- Interactive map of Çiftlik Tunnel Çiftlik Tüneli

Overview
- Location: Sinop, Sinop Province
- Coordinates: 41°57′33″N 35°05′18″E﻿ / ﻿41.95917°N 35.08833°E Çiftlik Tunnel Location of Çiftlik Tunnel in Turkey
- Status: Operational
- Route: D.010

Operation
- Constructed: Dağcan Construction and Trade Company Inc
- Opened: 26 March 2014; 12 years ago
- Operator: General Directorate of Highways
- Traffic: automotive

Technical
- Length: 1,285 and 1,285 m (4,216 and 4,216 ft)
- No. of lanes: 2 x 2
- Operating speed: 80 km/h (50 mph)

= Çiftlik Tunnel =

Road tunnel in Turkey

Çiftlik Tunnel (Çiftlik Tüneli), is a highway tunnel constructed in Sinop Province, northern Turkey.

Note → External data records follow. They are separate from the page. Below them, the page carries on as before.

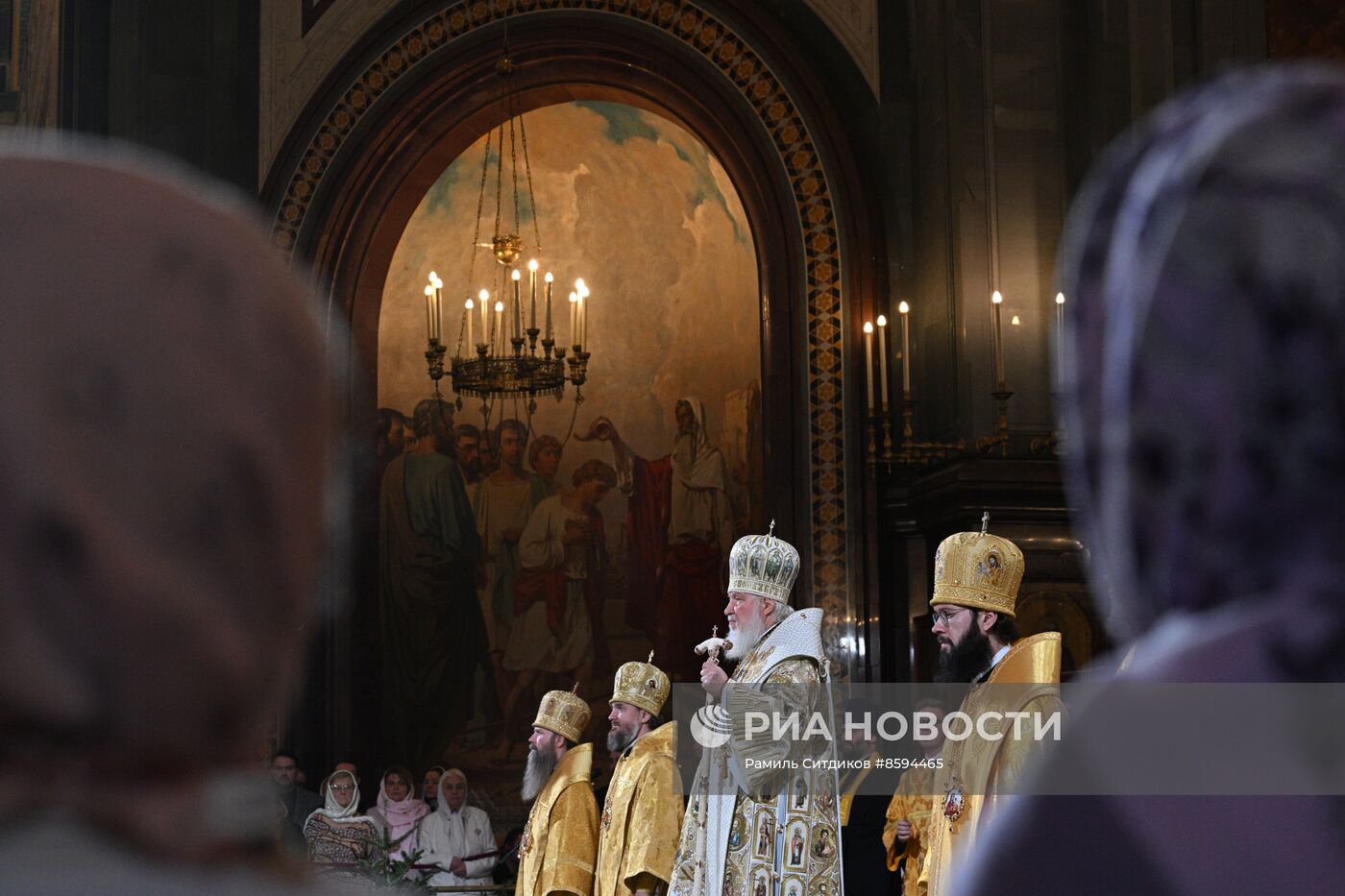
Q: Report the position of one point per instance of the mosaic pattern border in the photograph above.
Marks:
(736, 60)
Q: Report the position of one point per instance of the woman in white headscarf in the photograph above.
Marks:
(453, 833)
(399, 811)
(338, 835)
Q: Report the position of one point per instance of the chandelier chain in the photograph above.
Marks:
(531, 197)
(480, 204)
(500, 180)
(513, 164)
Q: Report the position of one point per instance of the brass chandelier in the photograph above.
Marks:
(497, 355)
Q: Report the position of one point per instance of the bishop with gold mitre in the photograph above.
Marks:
(642, 814)
(975, 593)
(560, 838)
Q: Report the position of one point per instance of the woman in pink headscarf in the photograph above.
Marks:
(399, 811)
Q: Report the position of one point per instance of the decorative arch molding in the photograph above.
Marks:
(365, 150)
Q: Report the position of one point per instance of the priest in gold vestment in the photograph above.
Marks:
(560, 838)
(905, 835)
(643, 811)
(755, 824)
(975, 593)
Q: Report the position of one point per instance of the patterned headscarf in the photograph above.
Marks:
(1206, 267)
(165, 422)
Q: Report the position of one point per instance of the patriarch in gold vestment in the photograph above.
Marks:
(763, 814)
(642, 814)
(560, 838)
(977, 577)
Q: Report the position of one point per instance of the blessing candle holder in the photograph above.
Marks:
(999, 440)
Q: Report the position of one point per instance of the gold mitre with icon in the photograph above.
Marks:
(565, 714)
(978, 569)
(642, 685)
(764, 566)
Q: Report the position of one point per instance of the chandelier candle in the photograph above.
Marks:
(1060, 341)
(549, 305)
(995, 301)
(582, 294)
(575, 329)
(883, 358)
(868, 363)
(518, 304)
(531, 292)
(905, 350)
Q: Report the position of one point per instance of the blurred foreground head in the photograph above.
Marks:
(163, 425)
(1204, 262)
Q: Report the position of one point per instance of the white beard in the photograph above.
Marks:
(538, 771)
(744, 640)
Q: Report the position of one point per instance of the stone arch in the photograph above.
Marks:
(342, 157)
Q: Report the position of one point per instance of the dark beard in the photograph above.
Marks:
(619, 739)
(538, 771)
(966, 660)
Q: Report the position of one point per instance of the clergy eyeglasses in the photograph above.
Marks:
(944, 617)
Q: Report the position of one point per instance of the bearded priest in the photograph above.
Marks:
(560, 838)
(975, 593)
(760, 819)
(643, 809)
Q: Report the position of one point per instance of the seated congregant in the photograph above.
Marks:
(339, 838)
(399, 811)
(456, 833)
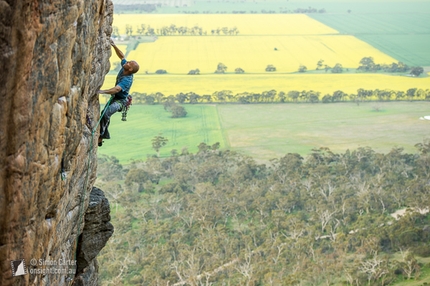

Çiftlik Tunnel is part of the Sinop-Samsun Highway within the Black Sea Coastal Highway, of which construction was carried out by the Turkish Dağcan Construction and Trade Company Inc. The 1285 and 1285 m-long twin-tube tunnel carrying two lanes of traffic in each direction. The Demirciköy Tunnel follows the Çiftlik Tunnel in direction Samsun.

The tunnel was opened to traffic on 26 March 2014.